CPPE warns of cargo diversion, smuggling over high exchange rate

Onwubuke Melvin
Onwubuke Melvin

The Centre for the Promotion of Private Enterprise has apprised that Nigeria risks losing cargoes to neighbouring countries over a high exchange rate for import duties collection by the Nigerian Customs Service.

This was disclosed in a statement signed by the Director/Chief Executive Officer of CPPE, Dr. Muda Yusuf, according to Nairametrics.

CPPE lamented the impact of the high exchange rate for import duties collection on businesses and the cost of living in the country.

According to the statement, the risk of cargo berthing in neighboring nations could have a severe effect on the federal government’s drive to generate revenue

The statement reads, “The high and volatile exchange rate for import duty assessment is fuelling the already high inflation, increasing production and operating costs for manufacturers and other businesses, worsening the cost-of-living crisis, putting maritime sector jobs and investments at risk and weakening investors’ confidence.

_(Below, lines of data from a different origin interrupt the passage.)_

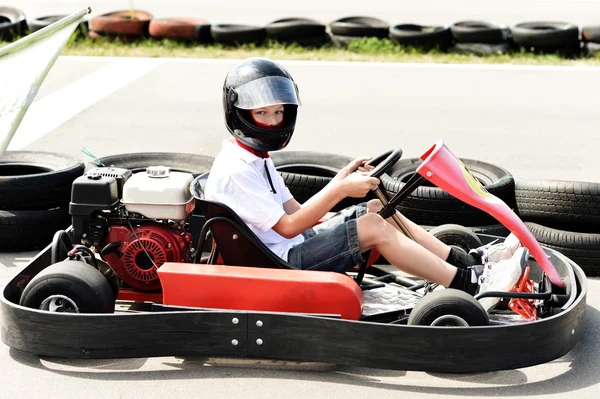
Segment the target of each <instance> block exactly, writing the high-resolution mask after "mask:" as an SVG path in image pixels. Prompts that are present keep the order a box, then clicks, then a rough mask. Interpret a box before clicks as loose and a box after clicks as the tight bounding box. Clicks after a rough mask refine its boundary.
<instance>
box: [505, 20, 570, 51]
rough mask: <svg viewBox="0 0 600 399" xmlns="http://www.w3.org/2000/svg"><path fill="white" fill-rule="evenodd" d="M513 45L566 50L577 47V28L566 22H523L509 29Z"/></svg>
mask: <svg viewBox="0 0 600 399" xmlns="http://www.w3.org/2000/svg"><path fill="white" fill-rule="evenodd" d="M511 35H512V39H513V40H514V42H515V43H517V44H519V45H521V46H523V47H526V48H529V47H540V48H555V49H559V48H566V47H571V46H576V45H579V27H578V26H577V25H574V24H570V23H566V22H523V23H520V24H516V25H515V26H513V27H512V28H511Z"/></svg>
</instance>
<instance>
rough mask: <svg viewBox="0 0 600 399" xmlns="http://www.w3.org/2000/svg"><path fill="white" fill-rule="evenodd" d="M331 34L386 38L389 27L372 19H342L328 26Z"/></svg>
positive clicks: (378, 19) (370, 17)
mask: <svg viewBox="0 0 600 399" xmlns="http://www.w3.org/2000/svg"><path fill="white" fill-rule="evenodd" d="M329 29H330V30H331V33H332V34H333V35H336V36H352V37H377V38H380V39H383V38H386V37H388V35H389V30H390V25H389V23H387V22H386V21H384V20H382V19H379V18H373V17H364V16H356V17H344V18H340V19H336V20H335V21H333V22H331V23H330V24H329Z"/></svg>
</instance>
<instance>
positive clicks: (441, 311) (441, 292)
mask: <svg viewBox="0 0 600 399" xmlns="http://www.w3.org/2000/svg"><path fill="white" fill-rule="evenodd" d="M447 314H452V315H456V316H459V317H462V318H463V319H464V320H465V321H466V322H467V323H468V324H469V326H471V327H472V326H485V325H488V324H489V317H488V314H487V312H486V311H485V310H484V309H483V307H482V306H481V304H480V303H479V301H477V300H476V299H475V298H473V297H472V296H471V295H469V294H467V293H466V292H463V291H459V290H455V289H443V290H438V291H433V292H432V293H429V294H427V295H425V297H424V298H423V299H421V300H420V301H419V302H418V303H417V305H416V306H415V307H414V308H413V309H412V311H411V312H410V316H409V317H408V325H413V326H414V325H419V326H429V325H431V323H432V322H433V321H434V320H435V319H437V318H438V317H440V316H443V315H447Z"/></svg>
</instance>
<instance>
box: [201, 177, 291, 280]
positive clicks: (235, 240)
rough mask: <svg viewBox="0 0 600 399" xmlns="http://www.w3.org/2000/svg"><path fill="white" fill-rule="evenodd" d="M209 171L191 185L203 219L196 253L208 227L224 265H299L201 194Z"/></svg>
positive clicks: (289, 267) (218, 202) (229, 210)
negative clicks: (275, 250)
mask: <svg viewBox="0 0 600 399" xmlns="http://www.w3.org/2000/svg"><path fill="white" fill-rule="evenodd" d="M208 175H209V174H208V173H204V174H202V175H200V176H198V177H197V178H196V179H194V181H193V182H192V185H191V187H190V190H191V192H192V194H193V195H194V197H195V198H196V202H197V205H199V206H200V210H201V211H202V214H203V215H204V217H205V219H206V222H205V224H204V226H203V228H202V232H201V233H200V238H199V242H198V246H196V248H198V254H200V253H201V250H200V248H203V246H204V241H205V237H206V234H207V232H208V229H210V231H211V233H212V236H213V239H214V242H215V244H216V246H217V250H218V251H219V254H220V256H221V258H222V259H223V262H224V263H225V264H226V265H229V266H250V267H262V268H273V269H298V268H297V267H295V266H293V265H291V264H289V263H288V262H286V261H284V260H283V259H281V258H280V257H279V256H277V255H275V254H274V253H273V252H272V251H271V250H270V249H269V248H268V247H267V246H266V245H265V244H263V242H262V241H261V240H260V239H259V238H258V237H256V235H255V234H254V232H253V231H252V230H250V228H249V227H248V225H246V223H245V222H244V221H243V220H242V219H241V218H240V217H239V216H238V215H237V214H236V213H235V212H234V211H233V210H232V209H231V208H229V207H228V206H227V205H225V204H223V203H220V202H217V201H210V200H207V199H206V198H205V197H204V192H205V191H204V188H205V186H206V181H207V179H208ZM198 259H199V256H197V260H198Z"/></svg>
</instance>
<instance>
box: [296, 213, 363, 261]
mask: <svg viewBox="0 0 600 399" xmlns="http://www.w3.org/2000/svg"><path fill="white" fill-rule="evenodd" d="M365 213H367V204H366V203H361V204H359V205H353V206H350V207H348V208H346V209H344V210H342V211H340V212H338V213H336V214H335V215H333V216H332V217H331V218H330V219H329V220H327V221H326V222H323V223H321V224H318V225H316V226H314V227H312V228H310V229H307V230H306V231H304V232H303V233H302V235H303V236H304V242H303V243H301V244H298V245H296V246H295V247H292V248H291V249H290V250H289V252H288V263H291V264H292V265H294V266H296V267H297V268H299V269H302V270H322V271H332V272H339V273H344V272H346V271H347V270H349V269H352V268H354V267H356V266H358V265H359V264H361V263H363V262H364V261H365V258H364V256H363V255H362V254H361V253H360V249H359V246H358V232H357V230H356V219H358V218H359V217H361V216H362V215H364V214H365Z"/></svg>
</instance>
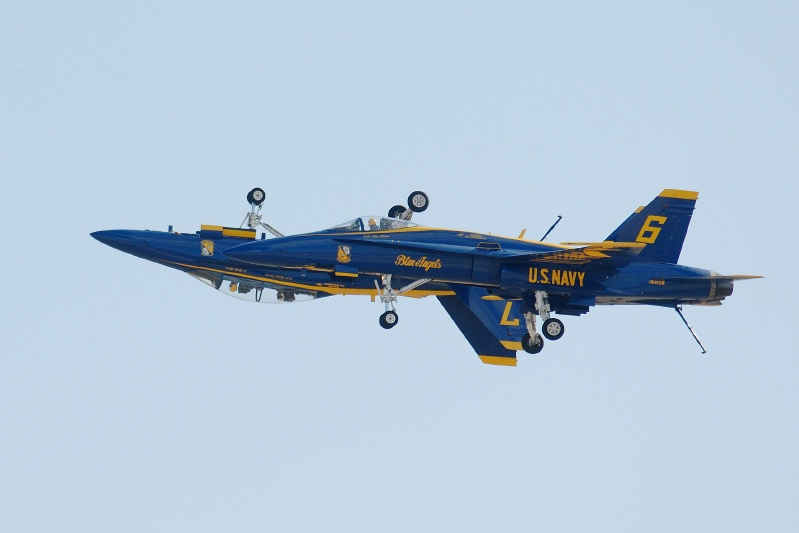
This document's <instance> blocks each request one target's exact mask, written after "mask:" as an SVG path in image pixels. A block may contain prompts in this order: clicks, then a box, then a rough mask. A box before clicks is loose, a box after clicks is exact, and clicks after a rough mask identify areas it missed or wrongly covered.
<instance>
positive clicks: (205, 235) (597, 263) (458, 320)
mask: <svg viewBox="0 0 799 533" xmlns="http://www.w3.org/2000/svg"><path fill="white" fill-rule="evenodd" d="M265 198H266V195H265V193H264V191H263V189H260V188H256V189H253V190H252V191H250V193H249V194H248V195H247V201H248V202H249V204H250V211H249V213H247V215H246V216H245V219H244V221H243V222H242V224H241V225H240V227H238V228H231V227H223V226H206V225H203V226H201V229H200V231H198V232H196V233H188V234H186V233H178V232H175V231H173V230H172V228H171V227H170V228H169V231H166V232H160V231H137V230H109V231H98V232H95V233H92V237H94V238H95V239H97V240H99V241H101V242H103V243H105V244H107V245H109V246H112V247H114V248H117V249H119V250H122V251H123V252H126V253H130V254H132V255H135V256H138V257H141V258H143V259H147V260H149V261H153V262H155V263H159V264H162V265H165V266H168V267H171V268H175V269H177V270H182V271H184V272H186V273H188V274H190V275H191V276H193V277H195V278H197V279H199V280H200V281H203V282H204V283H206V284H207V285H209V286H211V287H213V288H214V289H217V290H219V291H220V292H223V293H225V294H229V295H232V296H235V297H238V298H241V299H245V300H250V301H254V302H283V303H287V302H297V301H303V300H313V299H316V298H321V297H327V296H331V295H337V294H341V295H365V296H370V297H371V299H372V301H376V300H380V302H381V303H382V304H383V305H384V312H383V313H382V314H381V315H380V320H379V323H380V325H381V326H382V327H383V328H385V329H391V328H393V327H395V326H396V325H397V324H398V321H399V315H398V314H397V311H396V305H395V304H396V303H397V299H398V297H399V296H406V297H416V298H420V297H426V296H435V297H436V298H437V299H438V300H439V302H441V304H442V306H443V307H444V309H445V310H446V311H447V313H448V314H449V315H450V317H451V318H452V320H453V321H454V322H455V324H456V325H457V326H458V328H459V329H460V330H461V332H462V333H463V335H464V336H465V337H466V339H467V341H468V342H469V343H470V344H471V346H472V347H473V348H474V350H475V351H476V352H477V354H478V356H479V357H480V359H481V360H482V361H483V362H484V363H488V364H495V365H507V366H515V365H516V362H517V359H516V353H517V352H518V351H522V350H523V351H525V352H527V353H531V354H537V353H539V352H540V351H541V350H542V349H543V347H544V339H547V340H549V341H556V340H558V339H561V338H562V337H563V334H564V331H565V327H564V324H563V322H562V321H561V320H560V319H559V318H556V317H555V316H553V315H554V314H557V315H559V316H578V315H582V314H584V313H587V312H588V311H589V310H590V309H591V308H592V307H593V306H595V305H618V304H628V305H654V306H660V307H666V308H673V309H675V310H676V311H677V313H678V314H679V316H680V318H682V320H683V322H685V325H686V326H687V327H688V329H689V331H690V332H691V334H692V335H693V337H694V339H695V340H696V342H697V343H698V344H699V346H700V347H701V348H702V353H705V352H706V350H705V348H704V346H703V345H702V342H701V341H700V340H699V337H698V336H697V335H696V334H695V333H694V331H693V329H692V328H691V327H690V325H689V324H688V322H687V321H686V320H685V317H684V315H683V313H682V306H683V305H711V306H715V305H721V301H722V300H724V299H725V298H726V297H727V296H730V295H731V294H732V291H733V284H734V282H735V281H738V280H745V279H752V278H758V277H760V276H749V275H733V276H726V275H721V274H717V273H716V272H713V271H710V270H704V269H700V268H694V267H688V266H683V265H679V264H678V259H679V256H680V251H681V250H682V245H683V241H684V240H685V236H686V233H687V231H688V224H689V222H690V221H691V215H692V213H693V210H694V205H695V204H696V200H697V198H698V193H696V192H692V191H684V190H676V189H666V190H664V191H663V192H661V193H660V194H659V195H658V196H657V197H656V198H655V199H654V200H652V201H651V202H650V203H649V204H648V205H646V206H644V207H640V208H638V209H637V210H636V211H635V212H634V213H633V214H631V215H630V216H629V217H628V218H627V220H625V221H624V222H623V223H622V224H621V225H620V226H619V227H618V228H616V230H614V231H613V232H612V233H611V234H610V235H609V236H608V237H607V238H606V239H605V240H604V241H601V242H580V243H577V242H571V243H562V244H553V243H549V242H543V241H544V239H545V238H546V235H545V236H544V237H543V238H542V239H541V241H534V240H526V239H524V238H523V237H524V232H522V234H521V235H519V237H517V238H508V237H497V236H494V235H491V234H487V233H477V232H472V231H461V230H450V229H439V228H431V227H425V226H421V225H419V224H416V223H414V222H412V221H411V219H412V217H413V215H414V214H415V213H421V212H423V211H425V210H426V209H427V207H428V205H429V199H428V197H427V195H426V194H425V193H423V192H421V191H416V192H413V193H412V194H411V195H410V196H409V197H408V207H405V206H402V205H396V206H394V207H392V208H391V209H390V210H389V212H388V216H378V215H373V216H361V217H358V218H355V219H353V220H350V221H348V222H345V223H343V224H339V225H337V226H334V227H332V228H329V229H325V230H321V231H316V232H312V233H304V234H300V235H292V236H284V235H283V234H281V233H280V232H279V231H277V230H275V229H274V228H273V227H272V226H270V225H269V224H266V223H265V222H263V220H262V215H261V209H262V207H263V203H264V200H265ZM245 226H246V227H245ZM553 227H554V225H553ZM259 230H260V238H259V235H258V234H259ZM551 230H552V228H550V231H551ZM267 233H269V234H271V236H272V237H271V238H268V239H267V238H266V236H267ZM548 233H549V232H547V234H548ZM537 317H538V319H539V320H541V321H542V324H541V327H540V332H539V329H538V327H537V320H536V318H537Z"/></svg>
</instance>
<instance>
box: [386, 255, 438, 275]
mask: <svg viewBox="0 0 799 533" xmlns="http://www.w3.org/2000/svg"><path fill="white" fill-rule="evenodd" d="M394 264H395V265H397V266H407V267H416V268H423V269H424V271H425V272H427V271H429V270H430V269H431V268H435V269H439V268H441V267H442V265H441V259H435V260H431V259H428V258H427V256H426V255H425V256H422V257H420V258H418V259H417V258H415V257H410V256H407V255H398V256H397V260H396V261H394Z"/></svg>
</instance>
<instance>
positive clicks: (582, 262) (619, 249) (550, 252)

There is also the added heightened risk of cargo diversion to neighbouring countries and smuggling which could jeopardize the realization of customs revenue target.”

The Nigeria Customs Service recorded a decrease in cargo throughput in the first half of the year, despite stating a 127% gain in revenue during that same period.

The CPPE pleaded with the President to issue an Executive Order setting the customs duty exchange rate at N1000/$ for the ensuing six months. It stated that the suggestion is in line with the federal government’s ongoing initiatives to lessen the difficulties that individuals and companies are facing.

It noted that the Organized Private Sector (OPS) strongly backed this strategy, and even the Presidential Committee on Fiscal Policy and Tax Reforms had made a similar proposal.

It warned the customs duty exchange rate on the Nigeria Customs Service portal stands at N1578/$, a rate that has been changing almost weekly and is detrimental to the investment climate.

Also, the centre raised two concerns on foreign exchange policy and the other related to trade policy. It argued that the Central Bank of Nigeria’s role should conclude with the opening of Form M for importers within the framework of the existing foreign exchange policy

It added that matters involving international trade should fall under the jurisdiction of the Federal Ministry of Finance and the Federal Ministry of Trade and Investment, as these institutions are legally responsible for trade policy.